Here’s an interesting problem involving C++ templates. Say you have a class that is parameterized on a term — we’ll use std::bitset<N> as a running example — and you’d like to wrap this class in another class that hides the value of N from its clients.
Of course, it isn’t possible to instantiate a template based on a value that isn’t a compile-time constant, but it may be desirable to choose from one of several (statically-defined) values at run-time. In the std::bitset case, we might define “small,” “medium,” and “large” sizes for a representation class, and have the constructor for wrapper class choose the representation that is large enough to hold the set of bits it is created with. We’d like wrap bitset in such a way so that its size is not an explicit part of the type of the wrapper class (and thus clients can write code that handles wrapped-bitset objects of varying sizes without parameterizing their code). This is a problem, because the size of bitset is part of its type.
In general, this problem manifests whenever a wrapper class can make a run-time decision about which of some static set of template parameter values for its (hidden) representation class is most appropriate; or, still more generally, when it makes sense to choose a different type of representation based on a run-time value. Note that this problem isn’t confined to classes parameterized on terms; a similar problem could also appear with classes parameterized on types, like STL containers. However, it is less immediately clear to me what a solution for classes parameterized on types would look like in the general case, since the type parameter is more likely to be exposed in the container’s interface. (There are special cases, like choosing different types of containers as an internal representation depending on the characteristics of different collections of homogeneous data, that might make sense.)
There are a few approaches to wrapping a class in C++, but none of them are particularly suitable for solving this problem. Here’s why:
- Public inheritance does not shield clients from the template value in the representation class, because it must be a template parameter to the wrapper class. However, public inheritance frees the wrapper class implementor from implementing (potentially) many proxy methods that simply call out to to the representation class.
- Explicit delegation requires the wrapper class implementor to write proxy methods for each operation of interest from the representation class. However, the template parameter to the representation class is still part of its type. Therefore, there must be several fields in the wrapper class that hold pointers to instances of different instantiations of the representation class template (e.g. std::bitset<32>, std::bitset<128>, and std::bitset<2048>). In addition, each proxy method must include a conditional expression that determines which of these objects is the actual representation and a pointer dereference. (Having the wrapper class include three std::bitset values, rather than pointers, would defeat the purpose of having “small,” “medium,” and “large” representations.)
- Private inheritance combines the problems of the first two approaches with the advantages of neither.
A general solution to this problem at the type-system level might involve constrained template parameters and union types.
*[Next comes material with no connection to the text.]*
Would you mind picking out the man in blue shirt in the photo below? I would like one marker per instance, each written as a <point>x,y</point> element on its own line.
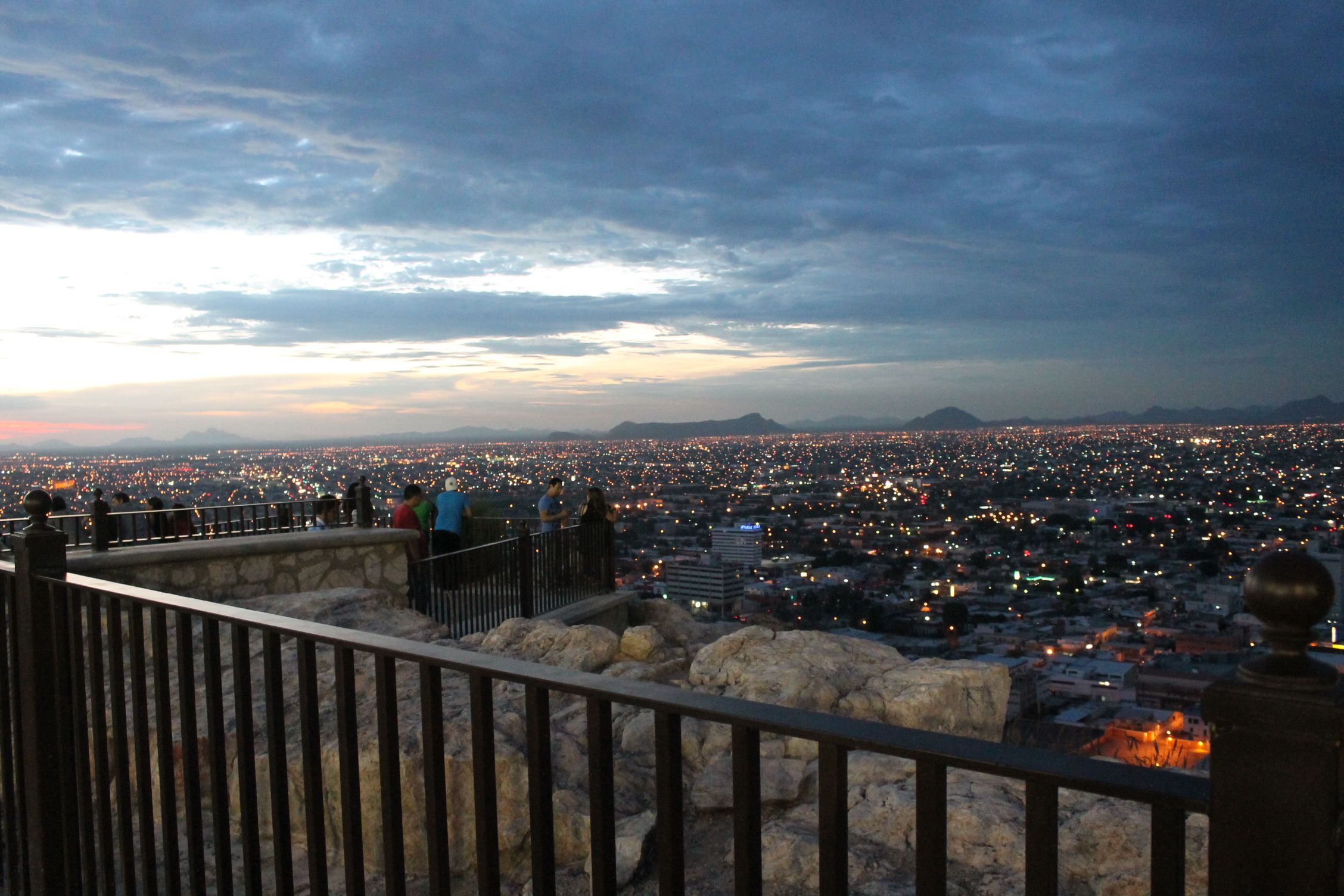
<point>550,509</point>
<point>453,508</point>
So you could say, e.g., std::bitset<N in {32,128,2048}> b = std::bitset<32>(); This solves our problem by encoding a range of possible sizes in the type of a bitset-valued variable rather than encoding a particular size. (My gut feeling — although I don’t have the turnstiles to prove it — is that this feature might be difficult or impossible to include in a sound, statically-checked type system, let alone to implement in a production compiler.) Sadly, extending the language is rarely a viable option for most software projects.
There are, of course, ways to solve the problem of needing a set of bits large enough to hold k bits, where k isn’t known until runtime: use std::bit_vector or use std::vector<std::bitset<32> >, to give two simple examples. More generally, it would also be possible to use virtual functions in a base representation class that is extended by a templated class: then derived<32> and derived<128> could both be pointed to by a representation*. But I wonder, since I’m continually amazed by feats of template metaprogramming, what clean and efficient solutions to the general problem are possible?